Electra Grant explores the themes personal identity and individuality, which she investigates through intricate charcoal drawings and video. People and how they perform their sense of self in the world is the main concern in her work. Her drawings and video focus on the great struggle of the individual to remain true to oneself in a world of critical first impressions. Grant seeks to find those fleeting moments where we are truly comfortable in our own skin. Grant is a 2018 graduate of Crawford of Art and Design in Cork.

Carol Healy responds to losing 27 mature trees in her home city of Cork after Ireland was hit with storm Ophelia. In an act to preserve the history these trees symbolized, Healy visited the remaining stumps on the roadside and made rubbings with graphite on large sheets of tracing paper. Later, she created delicate drawings with watercolour on paper that reflect her memory and physical etchings of the lost trees. The work expresses her connection to a sense of slowness, space and time.

Lucy Hyland focuses on the scar as a visual representation of the body’s mechanism of mending. It explores the significance of the highly systematic medical system, and the more enigmatic aspects of social support, in the recovery from illness and injury. It is through the creative process that she unravels and resolves her ongoing investigation into healing after illness. She practices slow, repetitive, time laden techniques, such as hand stitching and paper making, to reflect the aspect of time within the healing process. Hyland is a 2018 graduate of Crawford College of Art and Design in Cork.

Muireann Kelleher questions how technological developments are affecting human activity in general and art making in particular. The sculptural mechanism that creates her drawings is inspired by the Labour of Months, which illustrated twelve scenes of rural labour during the Medieval and Renaissance period. In addition to these drawings, Kelleher also includes a video and sound piece, emphasising the multi-sensory nature of human perception in the contemporary world. Kelleher is a 2018 graduate of Crawford College of Art and Design.

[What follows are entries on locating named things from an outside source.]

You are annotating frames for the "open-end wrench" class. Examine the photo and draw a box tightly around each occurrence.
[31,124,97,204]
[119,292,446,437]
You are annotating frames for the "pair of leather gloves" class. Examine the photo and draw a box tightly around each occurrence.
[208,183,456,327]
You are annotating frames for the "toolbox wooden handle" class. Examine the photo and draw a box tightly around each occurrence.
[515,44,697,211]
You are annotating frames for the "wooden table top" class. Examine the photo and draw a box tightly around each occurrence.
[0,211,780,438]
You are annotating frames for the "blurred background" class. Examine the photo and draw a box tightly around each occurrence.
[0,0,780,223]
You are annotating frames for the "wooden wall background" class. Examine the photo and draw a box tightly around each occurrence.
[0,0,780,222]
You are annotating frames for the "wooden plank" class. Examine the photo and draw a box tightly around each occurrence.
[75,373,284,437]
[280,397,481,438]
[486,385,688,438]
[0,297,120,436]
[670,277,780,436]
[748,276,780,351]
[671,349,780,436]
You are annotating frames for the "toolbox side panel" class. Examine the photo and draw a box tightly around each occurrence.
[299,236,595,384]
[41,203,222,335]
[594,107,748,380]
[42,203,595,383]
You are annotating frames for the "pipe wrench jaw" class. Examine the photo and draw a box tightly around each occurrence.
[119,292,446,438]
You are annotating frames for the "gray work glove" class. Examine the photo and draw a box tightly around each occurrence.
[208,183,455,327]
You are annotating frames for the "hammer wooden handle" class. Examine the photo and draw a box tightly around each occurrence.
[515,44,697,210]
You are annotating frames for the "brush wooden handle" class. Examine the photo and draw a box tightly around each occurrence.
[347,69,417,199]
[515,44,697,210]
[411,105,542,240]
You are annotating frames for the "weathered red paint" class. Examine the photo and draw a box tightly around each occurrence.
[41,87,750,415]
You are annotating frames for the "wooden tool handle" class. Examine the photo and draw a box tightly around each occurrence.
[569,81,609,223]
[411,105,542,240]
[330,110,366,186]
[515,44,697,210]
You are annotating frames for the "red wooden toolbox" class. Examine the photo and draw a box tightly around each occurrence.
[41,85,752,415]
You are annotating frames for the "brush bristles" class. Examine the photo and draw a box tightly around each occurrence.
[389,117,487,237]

Sarah Walker creates drawings that vary in scale, emphasizing the wide range of motion and detail that make up her expressive and colourful work. The focus of her work is the natural environment; lush shrubs, deep turquoise sky and sea blends, and brightly emblazoned flowers come together to create a body of work that both reflects and enhances the natural landscape. Walker is a painter living and working on the Beara Peninsula, W. Cork. She has exhibited in numerous shows throughout Ireland and the world, and has worked in a wide array of media, including painting, drawing, and tapestry.